There also was speculation that, in the case of the plane that crashed in Pennsylvania, the hijackers intended to jet elsewhere but were thwarted by passengers. One of them, Thomas Burnett, a 38-year-old business executive, told his wife by cell phone "a group of us are going to do something" before the crash.
The FBI investigation stretched across the country.
A Venice, Fla., man said FBI agents interviewed him and said that two men who stayed in his home last summer while training at a local flight school were among the hijackers.
Hijackers' car seized
Officials confirmed a car believed to belong to the hijackers was confiscated in Boston, where two of the hijacked planes took off, and that it contained an Arabic-language flight manual. Investigators also raided two Boston-area hotels believed to be used by the hijackers.
Attorney General John Ashcroft said authorities had reviewed "numerous credible leads," and were checking whether four separate cells of terrorists were involved. One set of hijackers is believed to have crossed from Canada and have ties to Osama bin Laden, the Saudi exile who authorities say is the suspected mastermind behind the attacks.
Bin Laden has been given asylum in Afghanistan, where international aid workers fled from the capital city of Kabul on Wednesday as residents worried about a possible U.S. military strike.
The nation's Taliban rulers demanded to see evidence backing allegations that bin Laden runs a global terrorism network responsible for the hijackings.
In New York, the rubble at the trade center was taken by boat to a former Staten Island garbage dump, where the FBI and other investigators searched for evidence.
One volunteer, Peter Coppola, said he had found four dead bodies in his 24 hours of searching. "The air down there is totally toxic," he said.
New Yorkers were told to avoid lower Manhattan and the financial markets were to remain closed at least until Friday.
Schools remained closed and the New York Yankees' game was postponed, along with the rest of the major-league baseball schedule, including Thursday's games. Many other sporting events were either canceled or postponed.

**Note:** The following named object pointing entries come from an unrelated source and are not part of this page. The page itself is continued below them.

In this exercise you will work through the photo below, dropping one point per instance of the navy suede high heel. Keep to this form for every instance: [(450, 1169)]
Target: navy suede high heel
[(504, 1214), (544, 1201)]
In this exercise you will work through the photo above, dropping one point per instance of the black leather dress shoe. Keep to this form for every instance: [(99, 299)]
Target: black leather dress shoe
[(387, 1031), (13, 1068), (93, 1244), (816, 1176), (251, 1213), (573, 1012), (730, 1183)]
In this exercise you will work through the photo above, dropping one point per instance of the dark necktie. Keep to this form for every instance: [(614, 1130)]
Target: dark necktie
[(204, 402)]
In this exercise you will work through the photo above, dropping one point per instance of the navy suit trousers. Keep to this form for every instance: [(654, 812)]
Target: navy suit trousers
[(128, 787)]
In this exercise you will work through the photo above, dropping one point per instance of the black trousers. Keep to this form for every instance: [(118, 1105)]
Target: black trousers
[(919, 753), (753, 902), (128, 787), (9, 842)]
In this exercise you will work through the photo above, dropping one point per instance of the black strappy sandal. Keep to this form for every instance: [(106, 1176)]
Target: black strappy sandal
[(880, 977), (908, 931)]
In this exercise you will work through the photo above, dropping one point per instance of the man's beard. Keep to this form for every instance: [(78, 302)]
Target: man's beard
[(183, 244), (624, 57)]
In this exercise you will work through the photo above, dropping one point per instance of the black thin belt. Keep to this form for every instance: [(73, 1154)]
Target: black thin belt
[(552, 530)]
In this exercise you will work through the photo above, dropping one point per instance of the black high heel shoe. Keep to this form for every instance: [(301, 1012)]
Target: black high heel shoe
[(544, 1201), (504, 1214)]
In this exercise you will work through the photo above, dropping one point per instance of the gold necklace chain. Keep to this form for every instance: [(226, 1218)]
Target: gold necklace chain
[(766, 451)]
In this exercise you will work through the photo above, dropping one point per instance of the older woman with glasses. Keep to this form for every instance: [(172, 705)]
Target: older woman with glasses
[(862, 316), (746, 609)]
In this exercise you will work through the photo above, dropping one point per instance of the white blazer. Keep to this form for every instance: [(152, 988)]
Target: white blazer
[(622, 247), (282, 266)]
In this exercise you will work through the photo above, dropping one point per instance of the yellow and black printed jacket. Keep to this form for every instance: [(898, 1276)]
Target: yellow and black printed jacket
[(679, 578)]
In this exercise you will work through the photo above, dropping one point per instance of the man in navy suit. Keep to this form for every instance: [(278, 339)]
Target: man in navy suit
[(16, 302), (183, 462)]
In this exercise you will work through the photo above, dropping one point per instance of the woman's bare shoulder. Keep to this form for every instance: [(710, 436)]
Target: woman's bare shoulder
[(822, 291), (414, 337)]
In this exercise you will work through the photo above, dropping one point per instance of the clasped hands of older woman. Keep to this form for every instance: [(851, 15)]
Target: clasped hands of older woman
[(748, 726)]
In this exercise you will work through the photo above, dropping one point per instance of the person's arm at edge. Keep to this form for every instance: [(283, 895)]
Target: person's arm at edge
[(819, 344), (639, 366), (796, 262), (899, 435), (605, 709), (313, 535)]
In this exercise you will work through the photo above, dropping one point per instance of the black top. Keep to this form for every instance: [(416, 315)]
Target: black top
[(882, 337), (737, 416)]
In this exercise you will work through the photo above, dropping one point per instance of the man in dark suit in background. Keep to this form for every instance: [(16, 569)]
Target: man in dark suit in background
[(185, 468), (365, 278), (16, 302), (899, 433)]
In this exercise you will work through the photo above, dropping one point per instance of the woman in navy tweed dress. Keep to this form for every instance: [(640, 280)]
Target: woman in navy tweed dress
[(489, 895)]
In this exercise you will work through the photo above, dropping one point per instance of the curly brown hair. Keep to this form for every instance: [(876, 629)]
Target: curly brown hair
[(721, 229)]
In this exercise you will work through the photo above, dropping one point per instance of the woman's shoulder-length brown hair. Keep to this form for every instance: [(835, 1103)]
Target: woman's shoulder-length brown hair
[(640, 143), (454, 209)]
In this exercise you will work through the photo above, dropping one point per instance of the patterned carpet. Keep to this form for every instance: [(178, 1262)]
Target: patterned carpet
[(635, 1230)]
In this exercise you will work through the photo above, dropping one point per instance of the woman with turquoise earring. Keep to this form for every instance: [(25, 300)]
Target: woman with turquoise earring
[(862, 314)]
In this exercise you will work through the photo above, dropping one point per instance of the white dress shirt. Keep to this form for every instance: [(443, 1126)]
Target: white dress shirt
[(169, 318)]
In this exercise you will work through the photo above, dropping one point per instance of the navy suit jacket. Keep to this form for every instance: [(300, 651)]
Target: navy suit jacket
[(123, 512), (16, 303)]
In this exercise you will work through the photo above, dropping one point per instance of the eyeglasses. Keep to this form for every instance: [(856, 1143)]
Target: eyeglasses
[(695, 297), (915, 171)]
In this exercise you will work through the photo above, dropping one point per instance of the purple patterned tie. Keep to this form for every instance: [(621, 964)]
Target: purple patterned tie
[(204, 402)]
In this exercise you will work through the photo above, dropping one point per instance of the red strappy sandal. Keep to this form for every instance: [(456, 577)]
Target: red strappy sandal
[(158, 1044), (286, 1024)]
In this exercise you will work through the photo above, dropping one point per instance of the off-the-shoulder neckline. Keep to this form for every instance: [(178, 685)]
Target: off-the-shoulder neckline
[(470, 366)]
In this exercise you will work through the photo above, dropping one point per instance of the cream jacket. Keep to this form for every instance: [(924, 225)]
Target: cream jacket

Federal officials partially lifted a ban on nationwide air travel, allowing flights that had been diverted on Tuesday to finish their journeys and empty planes to be moved around. All other flights remained grounded.
People still clung desperately to the hope that their missing friends and family members were somehow alive. At St. Vincent's Hospital, where hundreds of victims were treated, a sobbing Annelise Peterson walked in a daze, clutching pictures of her boyfriend and brother.
Peterson asked if anyone had seen either. No one could tell her yes.